Abstract
Although the high thermal and electrical conductivity properties of copper (Cu) have resulted in its widespread industrial applications, its weak surface properties usually caused some limitations. In this study, the effect of graphite (Gr) and silicon carbide nanoparticles (SiCNPs) on the surface properties of copper metal-matrix composites (CMMCs) was investigated. Friction stir processing (FSP) was applied to the preparation of the Cu/SiCNPs, Cu/Gr and Cu/SiCNPs+Gr CMMCs. Then the microstructures, hardness and wear properties of the prepared surface composites were investigated and compared with samples in the absence of reinforcement particles. Evaluation of the microstructure of composites showed an extensive reduction in grain size compared to FSPed metal (e.g., 70 µm in FSPed copper to an average of 300 nm in the Cu/SiCNPs).
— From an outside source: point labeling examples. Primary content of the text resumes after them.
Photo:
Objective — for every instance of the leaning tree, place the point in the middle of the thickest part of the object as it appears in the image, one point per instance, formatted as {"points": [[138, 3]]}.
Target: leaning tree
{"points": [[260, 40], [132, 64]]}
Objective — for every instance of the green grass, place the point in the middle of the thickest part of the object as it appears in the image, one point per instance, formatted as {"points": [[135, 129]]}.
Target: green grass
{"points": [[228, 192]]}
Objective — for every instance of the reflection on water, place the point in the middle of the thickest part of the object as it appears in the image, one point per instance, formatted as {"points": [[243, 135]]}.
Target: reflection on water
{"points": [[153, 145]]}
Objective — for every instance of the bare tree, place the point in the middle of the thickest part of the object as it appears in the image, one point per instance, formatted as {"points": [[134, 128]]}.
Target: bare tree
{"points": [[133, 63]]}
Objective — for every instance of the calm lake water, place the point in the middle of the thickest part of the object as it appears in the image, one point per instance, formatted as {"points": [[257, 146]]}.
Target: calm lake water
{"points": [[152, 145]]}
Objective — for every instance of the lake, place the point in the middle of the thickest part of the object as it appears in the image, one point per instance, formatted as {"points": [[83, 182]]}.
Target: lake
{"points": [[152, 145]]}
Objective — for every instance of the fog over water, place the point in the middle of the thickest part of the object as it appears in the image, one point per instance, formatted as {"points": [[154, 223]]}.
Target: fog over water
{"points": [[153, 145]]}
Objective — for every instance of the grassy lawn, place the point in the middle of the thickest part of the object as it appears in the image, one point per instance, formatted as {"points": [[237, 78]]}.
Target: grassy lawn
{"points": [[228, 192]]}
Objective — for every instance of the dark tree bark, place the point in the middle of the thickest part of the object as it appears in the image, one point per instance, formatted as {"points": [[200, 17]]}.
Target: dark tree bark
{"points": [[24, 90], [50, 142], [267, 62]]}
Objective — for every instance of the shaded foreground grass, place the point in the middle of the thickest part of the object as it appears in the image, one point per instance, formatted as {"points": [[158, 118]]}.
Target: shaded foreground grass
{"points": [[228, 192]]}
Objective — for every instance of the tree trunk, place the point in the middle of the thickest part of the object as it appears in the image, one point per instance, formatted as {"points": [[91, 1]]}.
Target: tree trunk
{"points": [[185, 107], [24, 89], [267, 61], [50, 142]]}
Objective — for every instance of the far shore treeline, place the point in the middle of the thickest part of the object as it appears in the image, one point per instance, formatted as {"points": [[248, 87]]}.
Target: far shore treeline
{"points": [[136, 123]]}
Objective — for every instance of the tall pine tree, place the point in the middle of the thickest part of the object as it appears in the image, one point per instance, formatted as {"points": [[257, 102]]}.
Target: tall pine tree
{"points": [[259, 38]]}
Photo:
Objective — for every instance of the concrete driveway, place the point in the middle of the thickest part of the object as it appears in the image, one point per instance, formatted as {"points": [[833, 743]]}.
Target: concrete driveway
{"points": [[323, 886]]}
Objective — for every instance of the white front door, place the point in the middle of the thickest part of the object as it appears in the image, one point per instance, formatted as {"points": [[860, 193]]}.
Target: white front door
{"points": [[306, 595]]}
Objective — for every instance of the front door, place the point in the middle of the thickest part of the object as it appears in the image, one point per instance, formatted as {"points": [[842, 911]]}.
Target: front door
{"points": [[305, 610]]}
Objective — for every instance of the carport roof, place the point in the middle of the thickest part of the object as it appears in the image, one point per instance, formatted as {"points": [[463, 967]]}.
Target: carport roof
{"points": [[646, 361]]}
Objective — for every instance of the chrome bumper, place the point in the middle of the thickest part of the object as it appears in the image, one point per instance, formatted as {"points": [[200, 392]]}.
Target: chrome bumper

The results also showed that the hardness of Cu/SiCNPs composites is 100 HV, which is much higher than that of FSPed copper (with the hardness of about 60 HV). The wear test results showed that the presence of SiCNPs alone and with SiCNPs+Gr particles increase the coefficient of friction, relative to FSPed copper, while the presence of Gr particles alone results in a significant reduction of this parameter.
Disclosure statement
No potential conflict of interest was reported by the authors.